Re: [PATCH net-next RFC 3/3] virtio-net: conditionally enable tx interrupt

Michael S. Tsirkin Tue, 14 Oct 2014 14:49:14 -0700

On Sat, Oct 11, 2014 at 03:16:46PM +0800, Jason Wang wrote:
> We free transmitted packets in ndo_start_xmit() in the past to get better
> performance in the past. One side effect is that skb_orphan() needs to be
> called in ndo_start_xmit() which makes sk_wmem_alloc not accurate in
> fact. For TCP protocol, this means several optimization could not work well
> such as TCP small queue and auto corking. This can lead extra low
> throughput of small packets stream.
> 
> Thanks to the urgent descriptor support.

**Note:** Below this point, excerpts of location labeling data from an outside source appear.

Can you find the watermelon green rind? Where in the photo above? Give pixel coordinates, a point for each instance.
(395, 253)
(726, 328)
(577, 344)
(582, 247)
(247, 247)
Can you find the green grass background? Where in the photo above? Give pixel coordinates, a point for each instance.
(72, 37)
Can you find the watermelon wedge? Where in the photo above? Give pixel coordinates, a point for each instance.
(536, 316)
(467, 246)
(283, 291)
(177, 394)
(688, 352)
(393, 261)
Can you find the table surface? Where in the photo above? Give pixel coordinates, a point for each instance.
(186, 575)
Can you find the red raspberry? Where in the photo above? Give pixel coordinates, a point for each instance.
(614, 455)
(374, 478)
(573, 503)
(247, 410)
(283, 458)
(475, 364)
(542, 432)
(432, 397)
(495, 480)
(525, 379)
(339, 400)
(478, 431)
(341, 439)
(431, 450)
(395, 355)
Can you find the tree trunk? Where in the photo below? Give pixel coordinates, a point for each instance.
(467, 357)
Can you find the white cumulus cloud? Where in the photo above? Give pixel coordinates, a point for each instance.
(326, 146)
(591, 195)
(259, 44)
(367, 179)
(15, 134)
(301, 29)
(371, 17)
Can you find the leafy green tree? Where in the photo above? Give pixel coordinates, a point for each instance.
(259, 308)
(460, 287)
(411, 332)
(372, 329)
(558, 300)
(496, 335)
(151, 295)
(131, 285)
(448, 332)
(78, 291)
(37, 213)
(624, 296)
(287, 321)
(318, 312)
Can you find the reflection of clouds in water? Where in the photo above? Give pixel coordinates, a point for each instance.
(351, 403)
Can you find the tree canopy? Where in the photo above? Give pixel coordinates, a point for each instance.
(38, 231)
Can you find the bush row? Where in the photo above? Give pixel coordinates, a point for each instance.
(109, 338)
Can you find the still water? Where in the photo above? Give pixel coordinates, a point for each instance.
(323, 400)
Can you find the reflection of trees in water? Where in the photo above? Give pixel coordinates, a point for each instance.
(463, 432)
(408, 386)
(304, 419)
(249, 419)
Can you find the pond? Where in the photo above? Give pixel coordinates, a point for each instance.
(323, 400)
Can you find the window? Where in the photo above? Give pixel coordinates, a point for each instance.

This patch tries to solve this
> issue by enable the tx interrupt selectively for stream packets. This means
> we don't need to orphan TCP stream packets in ndo_start_xmit() but enable
> tx interrupt for those packets. After we get tx interrupt, a tx napi was
> scheduled to free those packets.
> 
> With this method, sk_wmem_alloc of TCP socket were more accurate than in
> the past which let TCP can batch more through TSQ and auto corking.
> 
> Signed-off-by: Jason Wang <jasow...@redhat.com>
> ---
>  drivers/net/virtio_net.c | 164 
> ++++++++++++++++++++++++++++++++++++-----------
>  1 file changed, 128 insertions(+), 36 deletions(-)
> 
> diff --git a/drivers/net/virtio_net.c b/drivers/net/virtio_net.c
> index 5810841..b450fc4 100644
> --- a/drivers/net/virtio_net.c
> +++ b/drivers/net/virtio_net.c
> @@ -72,6 +72,8 @@ struct send_queue {
>  
>       /* Name of the send queue: output.$index */
>       char name[40];
> +
> +     struct napi_struct napi;
>  };
>  
>  /* Internal representation of a receive virtqueue */
> @@ -217,15 +219,40 @@ static struct page *get_a_page(struct receive_queue 
> *rq, gfp_t gfp_mask)
>       return p;
>  }
>  
> +static int free_old_xmit_skbs(struct send_queue *sq, int budget)
> +{
> +     struct sk_buff *skb;
> +     unsigned int len;
> +     struct virtnet_info *vi = sq->vq->vdev->priv;
> +     struct virtnet_stats *stats = this_cpu_ptr(vi->stats);
> +     int sent = 0;
> +
> +     while (sent < budget &&
> +            (skb = virtqueue_get_buf(sq->vq, &len)) != NULL) {
> +             pr_debug("Sent skb %p\n", skb);
> +
> +             u64_stats_update_begin(&stats->tx_syncp);
> +             stats->tx_bytes += skb->len;
> +             stats->tx_packets++;
> +             u64_stats_update_end(&stats->tx_syncp);
> +
> +             dev_kfree_skb_any(skb);
> +             sent++;
> +     }
> +
> +     return sent;
> +}
> +
>  static void skb_xmit_done(struct virtqueue *vq)
>  {
>       struct virtnet_info *vi = vq->vdev->priv;
> +     struct send_queue *sq = &vi->sq[vq2txq(vq)];
>  
> -     /* Suppress further interrupts. */
> -     virtqueue_disable_cb(vq);
> -
> -     /* We were probably waiting for more output buffers. */
> -     netif_wake_subqueue(vi->dev, vq2txq(vq));
> +     if (napi_schedule_prep(&sq->napi)) {
> +             virtqueue_disable_cb(vq);
> +             virtqueue_disable_cb_urgent(vq);


This disable_cb is no longer safe in xmit_done callback,
since queue can be running at the same time.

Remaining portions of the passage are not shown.